Но у реки этой, кроме названия, не было ничего общего с той Млочью, которую Саня знал с детства. Та Млочь была в два раза уже, её грязноватая серая вода лениво несла мусор и радужные нефтяные пятна. И кроме крепко подвыпивших мужичков да пустоголовых мальцов, купаться в ней давно уже никто не отваживался.

Иван лез вниз, цепляясь за торчащие из откоса корневища. Из-под подошв его ботинок ручьем сыпалась земля пополам с песком и мелкими камнями.

— Какая еще Млочь? — громогласно удивлялся он. — Во-первых, это не Млочь, а во-вторых, с этой стороны никакой реки и быть-то не должно.

— Так кружили по лесу сколько, — отвечал Митька, помогая Даше. — Немого бы этого потрясти, пусть расскажет, что тут происходит и как оно называется.

— Он правду говорит, — сказала Даша, цепляясь за Митькино плечо. — Он местный и всё тут знает.

Тот, о ком они говорили, ждал внизу, у самой воды, стоя лицом к реке на обкатанных водой камнях, словно выбеленных солнечными лучами.

Когда к нему подошли, он повернулся и сказал. — Аз — Нечай.

— О, тоже хохол, — воодушевился Иван, снимая с плеча трофейные торбы. — А я — Ермощенко Иван. Будем знакомы, — и протянул руку, на которую Нечай посмотрел с некоторым недоумением.

— Гриппа, что ли, боишься? — удивился Иван, убирая руку.

— Да нет, — сказал, охваченный внезапным предчувствием Саня, не стесняясь присутствия Нечая. — Он, кажется, просто не знает, что этот жест обозначает.

После этого Саня ударил себя кулаком в грудь. — Александр, можно Саня.

— А можно Миклуха-Маклай, — сказал Иван, не сводя подозрительного взгляда с Нечая.

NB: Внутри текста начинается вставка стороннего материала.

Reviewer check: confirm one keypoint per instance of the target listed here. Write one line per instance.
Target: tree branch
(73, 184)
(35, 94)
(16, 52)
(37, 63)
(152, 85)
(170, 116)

— Я — Митька, — сказал Митька.

Словно давая понять, что церемония знакомства закончена, Нечай поднял брошенные Иваном торбы, отошел в тень плакучей ивы, ветки которой с длинными серебристыми листьями, склонившись почти до самой земли, образовали подобие шалаша, сел, прислонившись спиной к толстому зеленоватому стволу, и стал распускать ремешки на торбах. Остальные расселись рядом.

Даша и Вера раскрыли хозяйственную сумку, которую было бросили, удирая от всадника, но затем подобрали. Таха не поскупилась. Здесь оказался даже небольшой окорок, не говоря уж о прочем.

Нечай перевернул добытые в бою торбы и высыпал их содержимое. В одной оказались съестные припасы, куски вяленого мяса неизвестного происхождения, каменная соль, черствые лепешки, завернутое в серую холщовую тряпицу нечто, напоминающее козий или овечий сыр, несколько головок лука и чеснока. Был здесь и довольно объемистый, величиной примерно с футбольный мяч, глиняный горшок, с узким горлышком, запечатанным воском, которое Нечай сразу отбил рукояткой ножа, принюхался, и, еще раз кивнув, поставил горшок перед собой между согнутых колен.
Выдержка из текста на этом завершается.